Agnone, che si è sempre distinta per le botteghe artigianali e la lavorazione dei metalli, eredita l’antico appellativo Callarèare d’Agnéune, l’artigiano che lavora caldaie, paioli e altri recipienti di rame. A tal proposito, soprattutto nei paesi della nostra regione, ricorre il detto quale sinonimo di qualità: «La callara nn’é bbóna sse nn’é d’Agnóne».
Altro blasone famoso in Molise e in alcune località delle regioni limitrofe è Paga ca sci d’Agnéune. Allo stato attuale della ricerca si conoscono almeno tre avvenimenti che ne ipotizzano la provenienza. Eugenio Cirese in Tempo d’allora. Figure, storie e proverbi (Campobasso 1939) racconta che per raggiungere il paese si doveva attraversare il fiume e un contadino che possedeva la masseria lì vicino aveva costruito una passerella per facilitare il passaggio da un lato all’altro della riva. Durante l’inverno la struttura in tavole veniva spazzata via dalla piena e a tal proposito il solerte contadino, per recuperare le spese, decise di far pagare il “passo” per l’attraversamento. Una regola governativa di allora dispensava dal pagamento solo i forestieri. Un giorno, di buon mattino, un uomo a cavallo dopo aver percorso il tratturo si avvicinò alla passerella. Il contadino corse dalla masseria, lo fermò e gli disse: «Bbuongiórne a segnuria paga ru passe»; il forestiero gli rispose: «Ma mi non devo mica pagare, perché mi son de Milano». Egli lo guardò e replicò dicendo: «Le paréule saca só de Melane ma ji ssa parlatìura l’arcanósche, paga ca sci d’Agnéune!».
Altri invece riferiscono che un agnonese custodiva un ponte a Milano, dove il passaggio senza elargire un compenso era consentito solo ai milanesi.
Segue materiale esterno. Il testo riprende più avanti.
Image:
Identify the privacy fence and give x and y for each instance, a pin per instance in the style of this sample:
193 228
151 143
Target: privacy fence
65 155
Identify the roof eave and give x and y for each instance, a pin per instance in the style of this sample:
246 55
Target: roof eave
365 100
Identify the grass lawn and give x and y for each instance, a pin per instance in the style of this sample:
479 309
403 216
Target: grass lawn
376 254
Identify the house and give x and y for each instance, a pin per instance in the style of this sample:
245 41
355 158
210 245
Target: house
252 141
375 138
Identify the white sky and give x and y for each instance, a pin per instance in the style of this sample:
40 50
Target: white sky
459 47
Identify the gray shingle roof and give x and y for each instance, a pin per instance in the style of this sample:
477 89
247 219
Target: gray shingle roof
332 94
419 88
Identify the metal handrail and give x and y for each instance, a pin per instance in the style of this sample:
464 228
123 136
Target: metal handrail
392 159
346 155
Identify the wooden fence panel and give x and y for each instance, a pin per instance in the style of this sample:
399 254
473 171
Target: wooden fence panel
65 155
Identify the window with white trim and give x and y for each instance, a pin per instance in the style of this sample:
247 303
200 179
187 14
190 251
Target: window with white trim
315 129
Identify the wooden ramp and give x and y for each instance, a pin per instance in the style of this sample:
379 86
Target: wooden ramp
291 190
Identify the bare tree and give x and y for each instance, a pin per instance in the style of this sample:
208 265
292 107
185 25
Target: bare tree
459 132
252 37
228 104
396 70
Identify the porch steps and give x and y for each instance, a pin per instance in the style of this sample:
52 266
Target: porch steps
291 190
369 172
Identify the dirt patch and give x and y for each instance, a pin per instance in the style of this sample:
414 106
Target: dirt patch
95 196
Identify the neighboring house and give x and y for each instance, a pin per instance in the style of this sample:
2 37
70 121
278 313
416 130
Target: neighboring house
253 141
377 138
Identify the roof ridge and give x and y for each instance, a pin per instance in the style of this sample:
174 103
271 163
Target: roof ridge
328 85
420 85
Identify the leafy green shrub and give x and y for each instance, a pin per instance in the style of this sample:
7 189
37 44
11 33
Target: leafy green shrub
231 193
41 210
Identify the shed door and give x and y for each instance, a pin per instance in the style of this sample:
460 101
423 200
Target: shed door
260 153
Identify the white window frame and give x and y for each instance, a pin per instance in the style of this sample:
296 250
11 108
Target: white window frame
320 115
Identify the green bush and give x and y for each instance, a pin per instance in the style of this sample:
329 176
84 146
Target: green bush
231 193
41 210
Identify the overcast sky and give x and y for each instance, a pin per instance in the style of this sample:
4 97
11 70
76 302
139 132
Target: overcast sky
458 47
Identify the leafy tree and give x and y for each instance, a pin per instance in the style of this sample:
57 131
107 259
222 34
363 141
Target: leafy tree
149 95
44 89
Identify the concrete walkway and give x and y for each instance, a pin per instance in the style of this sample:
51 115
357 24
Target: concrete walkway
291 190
Un bel giorno un suo paesano per non pagare, si spacciò per milanese, ma prontamente riconosciuto si sentì dire: «Paga ca sci d’Agnéune!».
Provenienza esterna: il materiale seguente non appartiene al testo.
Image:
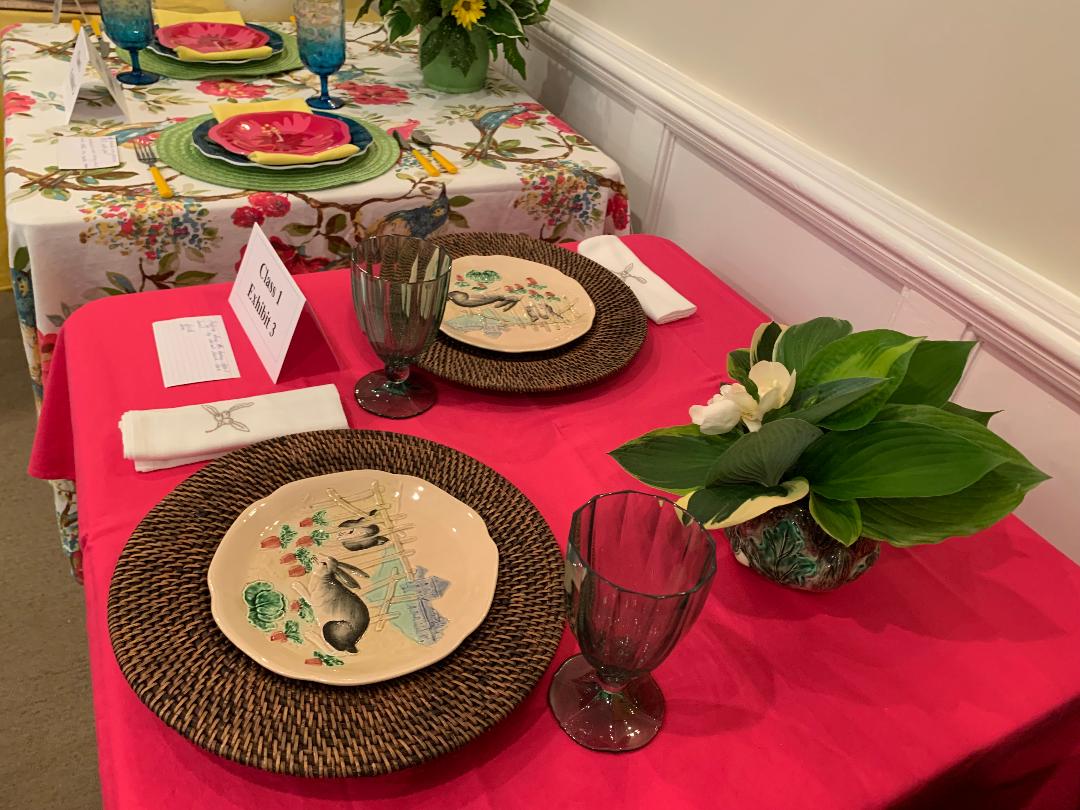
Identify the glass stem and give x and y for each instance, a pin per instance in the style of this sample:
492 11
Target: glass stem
396 377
Arnaldo Brunale, invece, nel libro Campuasciane assélute (Campobasso 2008) riferisce che tale invito fu rivolto dalla guardia pontificia ad un soldato di Agnone che aveva deciso di visitare il Vaticano. In quel tempo per accedervi, si parla del XVIII secolo, si doveva attraversare il ponte Vittorio pagando un modesto pedaggio. I soli romani, però, onde avere libero accesso alla Città Santa dovevano farsi riconoscere dicendo: «Só de Roma!» ed esibire un documento di riconoscimento ai militi. Il povero soldato di Agnone, non avendo né soldi, né documento, provò a fingersi romano nella speranza di farla franca. Sfortuna volle che tra i soldati di guardia al ponte ci fosse un suo compaesano che lo riconobbe e lo bloccò intimandogli di pagare il dovuto con la famosa frase: «Paia ca si r’Agnone!». Di frequente, quando si deve effettuare un pagamento non molto gradito o si tenta di non corrispondere il dovuto, ricorre il famoso detto: «Paga ca sci d’Agnéune».
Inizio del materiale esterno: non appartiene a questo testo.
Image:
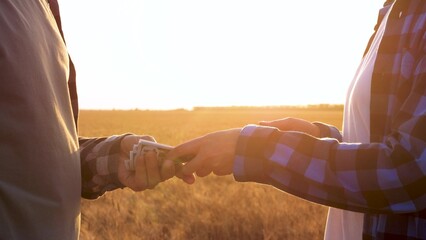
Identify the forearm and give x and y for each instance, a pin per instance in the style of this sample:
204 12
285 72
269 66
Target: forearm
357 177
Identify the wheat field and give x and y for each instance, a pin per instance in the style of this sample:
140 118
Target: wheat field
213 207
Un ultimo dileggio, seppur meno conosciuto, viene citato occasionalmente per mettere in risalto l’inospitalità degli agnonesi; infatti gli abitanti dei paesi viciniori con acutezza sarcastica vanno ripetendo: «Ru fra sci mmagnìate?» «Sciòine», «Mó sse nn’ive magnìate menive a magné che mmé». «Ru fra sci mmagnìate?» «Nò», «E allóra va mmagnìa».